O nascer, tanto quanto o morrer, não incomoda a mais ninguém nessa terra estranha. Por cortesia ou por estimação veio somente um rosto desbotado, franzido pelos anos, pelas amarguras, oferece um sorriso banguela, amarelado e afetuoso, apesar das circunstâncias. Esses sorrisos é o que ampara nesses períodos singulares e é o sorriso de uma estranha boca ou um sorriso estranho só, um sorriso vindo de um corpo surrado em fase final, chegando na dispersão, ela, abre espaço na multidão sem se esforçar, para o começar outra biografia, individual, é assim quase todos os dias e todos sabem que é assim. Os finos e raros cabelos brancos recobrem a pele manchada e machucada em um rosto desbotado, cheio de pequenas feridas desmentindo as diversas histórias, nas latas de lixos não tem mais protetor solar. As mãos firmes, pequenas, finas e calejadas, compõem a amarração com a pele enrugada e rachada na direção da melodia, envolvem qualidades nos dedos finos e longos completados por unhas sujas, amareladas, frágeis estendendo o jornal que apresenta anúncios velhos para envolver o pequeno sopro que repercute no intenso processo de nascer.
Todos passam ao lado dela curiosos com a cena, uma menina que não tem o cheiro das ruas acomodada ali, feito um bicho…, a parteira sorridente se apresenta como sendo uma pequena parcela na evolução.
_O que sinto, é o que me lembro das distorcidas e esparsas sensações transmitidas por ela.
Ecoou rebatendo nas paredes um novo grito de esperança perfurando feito agulhas as gotas de lágrimas das criaturas ali presentes, algumas acocoradas feito os bichos no mato assistem pela primeira vez o começo do nascer e assustadas com a simplicidade da parteira reiteram a necessidade de um pequeno milagre. O grito diferente recorta com a voracidade da navalha a desconfiança dos bichos curiosos e vaza rua afora até alcançar o alto da ponte e lá se perde no meio dos rugidos dos carros indiscretos.
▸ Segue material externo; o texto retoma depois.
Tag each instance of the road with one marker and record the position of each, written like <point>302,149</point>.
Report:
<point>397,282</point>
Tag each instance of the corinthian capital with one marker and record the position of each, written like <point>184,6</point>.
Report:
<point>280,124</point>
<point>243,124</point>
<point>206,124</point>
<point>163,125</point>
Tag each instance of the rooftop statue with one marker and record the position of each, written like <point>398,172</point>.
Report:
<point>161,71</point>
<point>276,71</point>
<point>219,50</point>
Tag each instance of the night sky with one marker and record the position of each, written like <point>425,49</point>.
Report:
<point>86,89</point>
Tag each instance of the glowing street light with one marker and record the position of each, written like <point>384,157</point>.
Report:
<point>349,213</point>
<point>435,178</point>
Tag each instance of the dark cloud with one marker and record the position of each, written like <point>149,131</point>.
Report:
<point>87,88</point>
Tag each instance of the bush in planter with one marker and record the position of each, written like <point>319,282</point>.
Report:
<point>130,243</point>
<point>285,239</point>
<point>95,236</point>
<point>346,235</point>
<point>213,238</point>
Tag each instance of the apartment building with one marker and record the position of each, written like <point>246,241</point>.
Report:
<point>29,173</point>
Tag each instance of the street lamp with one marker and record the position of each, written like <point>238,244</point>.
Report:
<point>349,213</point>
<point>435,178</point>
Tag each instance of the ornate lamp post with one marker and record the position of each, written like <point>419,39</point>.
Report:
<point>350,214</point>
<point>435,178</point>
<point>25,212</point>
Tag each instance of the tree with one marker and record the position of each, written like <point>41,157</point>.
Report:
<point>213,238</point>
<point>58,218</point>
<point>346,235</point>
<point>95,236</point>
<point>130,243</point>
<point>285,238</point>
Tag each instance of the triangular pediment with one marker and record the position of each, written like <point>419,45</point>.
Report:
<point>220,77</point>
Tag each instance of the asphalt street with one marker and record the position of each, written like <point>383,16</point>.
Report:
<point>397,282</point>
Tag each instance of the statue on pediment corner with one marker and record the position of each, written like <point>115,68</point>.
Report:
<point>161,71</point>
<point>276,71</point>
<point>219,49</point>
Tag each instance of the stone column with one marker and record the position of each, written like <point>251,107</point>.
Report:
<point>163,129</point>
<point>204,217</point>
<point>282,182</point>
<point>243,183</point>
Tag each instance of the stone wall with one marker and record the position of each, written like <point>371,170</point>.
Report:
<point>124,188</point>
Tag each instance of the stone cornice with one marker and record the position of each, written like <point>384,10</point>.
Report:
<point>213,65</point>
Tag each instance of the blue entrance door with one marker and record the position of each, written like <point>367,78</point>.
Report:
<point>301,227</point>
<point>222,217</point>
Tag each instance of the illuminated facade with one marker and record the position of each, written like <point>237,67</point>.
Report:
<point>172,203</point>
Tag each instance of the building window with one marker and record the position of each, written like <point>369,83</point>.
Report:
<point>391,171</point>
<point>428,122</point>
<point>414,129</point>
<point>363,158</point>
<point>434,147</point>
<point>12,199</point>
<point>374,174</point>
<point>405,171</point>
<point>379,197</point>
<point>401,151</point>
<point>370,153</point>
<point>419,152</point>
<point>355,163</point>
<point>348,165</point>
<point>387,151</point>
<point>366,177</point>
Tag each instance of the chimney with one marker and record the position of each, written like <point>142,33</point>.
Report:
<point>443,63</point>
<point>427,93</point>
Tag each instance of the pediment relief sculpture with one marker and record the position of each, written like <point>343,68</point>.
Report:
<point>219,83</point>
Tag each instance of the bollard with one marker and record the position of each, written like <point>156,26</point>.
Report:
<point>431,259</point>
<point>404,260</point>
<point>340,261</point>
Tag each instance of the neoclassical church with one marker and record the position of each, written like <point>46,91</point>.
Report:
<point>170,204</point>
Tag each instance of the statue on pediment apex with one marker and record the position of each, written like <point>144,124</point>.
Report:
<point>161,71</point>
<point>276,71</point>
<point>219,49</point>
_Força, em breve tudo estará acabado.
Pela intensidade dos gritos, percebe-se que as dores aumentam rapidamente.
Não quero deixá-la com outra música, quando ainda caminhando sem rumo.
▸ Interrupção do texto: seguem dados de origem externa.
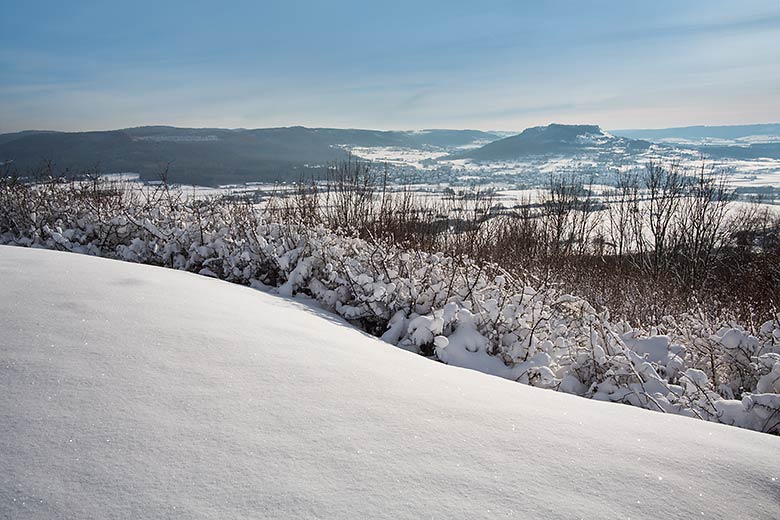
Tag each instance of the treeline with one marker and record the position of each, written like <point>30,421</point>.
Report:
<point>663,240</point>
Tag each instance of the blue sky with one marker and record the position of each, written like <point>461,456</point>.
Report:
<point>80,65</point>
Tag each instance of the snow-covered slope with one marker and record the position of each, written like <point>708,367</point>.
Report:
<point>129,391</point>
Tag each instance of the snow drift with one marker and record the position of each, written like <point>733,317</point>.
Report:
<point>131,391</point>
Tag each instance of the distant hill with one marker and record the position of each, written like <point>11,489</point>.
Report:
<point>554,139</point>
<point>696,133</point>
<point>213,156</point>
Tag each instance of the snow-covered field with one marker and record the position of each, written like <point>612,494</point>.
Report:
<point>130,391</point>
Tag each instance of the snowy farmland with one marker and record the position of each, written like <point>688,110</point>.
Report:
<point>130,391</point>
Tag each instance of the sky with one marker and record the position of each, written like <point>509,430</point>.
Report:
<point>491,65</point>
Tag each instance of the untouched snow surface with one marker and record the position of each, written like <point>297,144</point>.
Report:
<point>130,391</point>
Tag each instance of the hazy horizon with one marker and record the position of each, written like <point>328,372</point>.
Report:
<point>88,66</point>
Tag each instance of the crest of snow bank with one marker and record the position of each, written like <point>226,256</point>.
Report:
<point>449,309</point>
<point>130,391</point>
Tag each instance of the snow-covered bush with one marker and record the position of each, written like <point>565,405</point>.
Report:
<point>450,309</point>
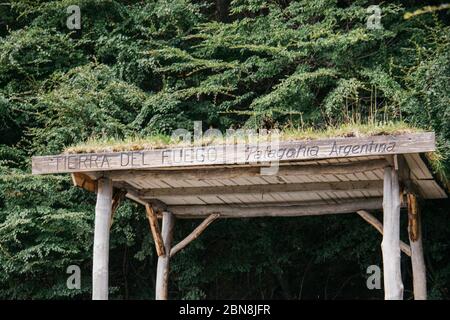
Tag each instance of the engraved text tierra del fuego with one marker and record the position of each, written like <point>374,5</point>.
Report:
<point>224,154</point>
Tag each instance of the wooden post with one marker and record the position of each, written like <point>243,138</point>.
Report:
<point>415,240</point>
<point>162,273</point>
<point>393,285</point>
<point>379,226</point>
<point>101,240</point>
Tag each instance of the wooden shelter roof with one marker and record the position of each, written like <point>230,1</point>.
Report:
<point>309,177</point>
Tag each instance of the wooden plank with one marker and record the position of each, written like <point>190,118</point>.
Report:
<point>84,181</point>
<point>194,234</point>
<point>418,168</point>
<point>287,210</point>
<point>265,188</point>
<point>101,240</point>
<point>393,285</point>
<point>225,174</point>
<point>236,154</point>
<point>154,227</point>
<point>429,189</point>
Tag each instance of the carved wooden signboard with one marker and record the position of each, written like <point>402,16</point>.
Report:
<point>236,154</point>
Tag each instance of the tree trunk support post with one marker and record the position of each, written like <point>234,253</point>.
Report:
<point>415,240</point>
<point>393,285</point>
<point>162,273</point>
<point>100,263</point>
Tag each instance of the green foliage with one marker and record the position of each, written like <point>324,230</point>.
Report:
<point>147,67</point>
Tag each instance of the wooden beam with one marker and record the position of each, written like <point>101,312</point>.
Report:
<point>236,154</point>
<point>265,210</point>
<point>154,227</point>
<point>369,185</point>
<point>194,234</point>
<point>393,285</point>
<point>163,269</point>
<point>415,240</point>
<point>101,240</point>
<point>374,222</point>
<point>84,181</point>
<point>239,172</point>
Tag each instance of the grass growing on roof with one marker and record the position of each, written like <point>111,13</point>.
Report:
<point>135,143</point>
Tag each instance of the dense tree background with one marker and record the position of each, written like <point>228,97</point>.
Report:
<point>146,67</point>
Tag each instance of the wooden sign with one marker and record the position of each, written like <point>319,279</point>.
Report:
<point>236,154</point>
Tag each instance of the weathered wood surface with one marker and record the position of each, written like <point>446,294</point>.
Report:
<point>101,240</point>
<point>84,181</point>
<point>374,222</point>
<point>368,185</point>
<point>415,240</point>
<point>194,234</point>
<point>154,227</point>
<point>393,285</point>
<point>202,174</point>
<point>265,210</point>
<point>163,268</point>
<point>235,154</point>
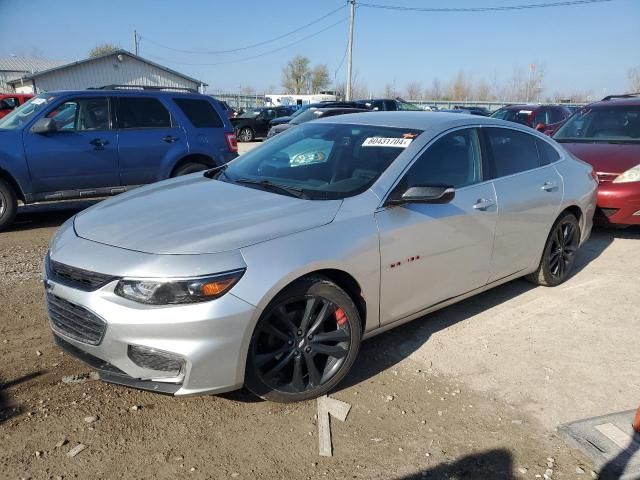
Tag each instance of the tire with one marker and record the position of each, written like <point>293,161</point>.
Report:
<point>190,167</point>
<point>8,204</point>
<point>246,135</point>
<point>321,352</point>
<point>559,253</point>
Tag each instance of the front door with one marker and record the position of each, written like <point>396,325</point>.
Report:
<point>81,154</point>
<point>530,193</point>
<point>434,252</point>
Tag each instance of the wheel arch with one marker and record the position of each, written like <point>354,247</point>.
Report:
<point>6,176</point>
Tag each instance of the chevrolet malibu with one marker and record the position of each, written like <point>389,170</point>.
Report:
<point>268,272</point>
Por vezes, dores agudas, desreguladas, perfuram a confiança como se fossem finos espinhos recortando a carne faz endo o corpo retorcer completamente.
_Sua aflição também me pertence, ainda sou parte dela e vice-versa, o cordão umbilical está intacto, simultaneamente sinto o que ela sente, sofro tanto quanto ela sofre, pois, não posso fazer nada, a não ser vez por outra chutar-lhe quando sinto sua dor, no entrelaçado organismo, envolvido por fio de sentimento, acontece algumas vezes e ninguém percebe que recito alguns mantras para organizar suas energias a fim de acalmá-la, mas, é difícil estar sozinha dentro de outro corpo. Ela raramente me escuta! Não é culpa dela. Tudo isso vai acabar em breve!
Ligados por um cordão que alimenta, que transmite as sensações e sentimentos, que transmite a vida causando a aderência da matéria e a etérea matéria por ocasião do mundo externo.
É tempo de reagir…
_O procedimento depende mais de você do que de qualquer outra pessoa. Estou aqui para te guiar, mantenha a calma e respire fundo, lentamente. Encha o peito de ar e solte o ar devagar, está entendendo o que te falo, muito bom, logo acabará. A doçura na voz estranha, cativante, não me recordo de ter ouvido essa voz!
Tentando não pensar no sofrimento que aquele corpo está sendo submetido, chega a pensar que os planos não iriam dar certo.